Мой голос застрял в горле. Извинение было недостаточно, но это было всё, что у меня было.

— Прости. Мне очень жаль. Это не моё дело, – я перевела взгляд, зацепив левую подтяжку, отчаявшись быть где-то ещё, желая, чтобы я просто попытался что-то придумать в своих эскизах.

— Не так, – он приблизился. — Уйди.

На этот раз изгнание было иным, не было искушения улыбнуться и ответить ему. Всё, что я хотела, это исчезнуть сквозь пол.

Он наклонил голову вниз и указал на мою грудь, где я всё ещё обнимала рамку.

— Ох, – я вытерла стекло уголком своей футболки, прежде чем поставить его на стол.

Он прошел дальше в комнату и взяв рамку. На месте, где она стояла нетронутой, пока я не ворвалась, было кольцо пыли.

Я наблюдала за ним, когда он изучал комнату, в которой он не мог бы быть почти десять лет. Казалось неправильным оставлять его в одиночестве, что-то заставляло меня оставаться.

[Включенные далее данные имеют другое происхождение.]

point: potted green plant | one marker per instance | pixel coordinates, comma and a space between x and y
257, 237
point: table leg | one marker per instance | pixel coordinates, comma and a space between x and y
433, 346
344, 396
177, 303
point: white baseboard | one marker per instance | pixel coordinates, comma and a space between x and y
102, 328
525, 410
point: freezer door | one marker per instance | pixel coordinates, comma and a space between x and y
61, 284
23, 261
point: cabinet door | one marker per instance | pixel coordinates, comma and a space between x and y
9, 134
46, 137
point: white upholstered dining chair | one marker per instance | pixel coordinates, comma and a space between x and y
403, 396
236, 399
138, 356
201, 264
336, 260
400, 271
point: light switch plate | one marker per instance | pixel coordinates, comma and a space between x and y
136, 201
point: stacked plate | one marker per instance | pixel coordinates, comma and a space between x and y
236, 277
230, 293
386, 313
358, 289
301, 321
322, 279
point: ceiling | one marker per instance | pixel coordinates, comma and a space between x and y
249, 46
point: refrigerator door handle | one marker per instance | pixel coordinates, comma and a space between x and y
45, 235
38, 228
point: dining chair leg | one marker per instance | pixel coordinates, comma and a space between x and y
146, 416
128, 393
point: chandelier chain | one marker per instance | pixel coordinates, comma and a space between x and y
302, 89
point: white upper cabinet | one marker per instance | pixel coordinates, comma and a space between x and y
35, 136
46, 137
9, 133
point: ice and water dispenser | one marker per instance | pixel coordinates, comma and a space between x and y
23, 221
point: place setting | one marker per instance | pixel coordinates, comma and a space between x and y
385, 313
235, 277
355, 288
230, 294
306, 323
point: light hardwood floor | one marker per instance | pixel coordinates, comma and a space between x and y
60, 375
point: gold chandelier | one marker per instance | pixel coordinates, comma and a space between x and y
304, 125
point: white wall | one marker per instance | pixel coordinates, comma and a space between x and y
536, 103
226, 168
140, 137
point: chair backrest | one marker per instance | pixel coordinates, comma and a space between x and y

— Мне пришлось переехать в другой номер на время моего выздоровления, и я больше не возвращался, – его голос был тяжел от эмоций. Его восстановление после автокатастрофы, в которой погибли его родители и закончилась его спортивная карьера. Все эти годы он находился здесь, скрываясь от всего мира.

Света от моего телефона едва хватало для освещения большого пространства, густая пыль висела в воздухе от наших движений. Он был в основном какой-то тёмной тенью, напоминающей о том, как он выглядел в мой первую ночь.

— В городе мы были бы в школе, мои родители работали, большую часть свободного времени я проводил на футболе, но здесь мы были вместе. Жизнь казалась здесь замедленной, замороженной в этих идеальных моментах, даже если мы были вместе всего несколько недель или случайных выходных.

— Это чувствовалось как дом, – сказала я, но я не была уверена, что он меня услышал, когда он осматривал пространство, впитывая всё это.

— Кажется иррациональным сохранять это место, когда они не вернутся. Я принял, что они умерли, и мою роль в этом. Я ходил на терапию, все виды терапии. Но я…

— Застрял? – предложила я.

Тёмная масса, что была его головой, кивнула.

— Проклятые люди не заслуживают счастья. И они не могут двигаться вперёд.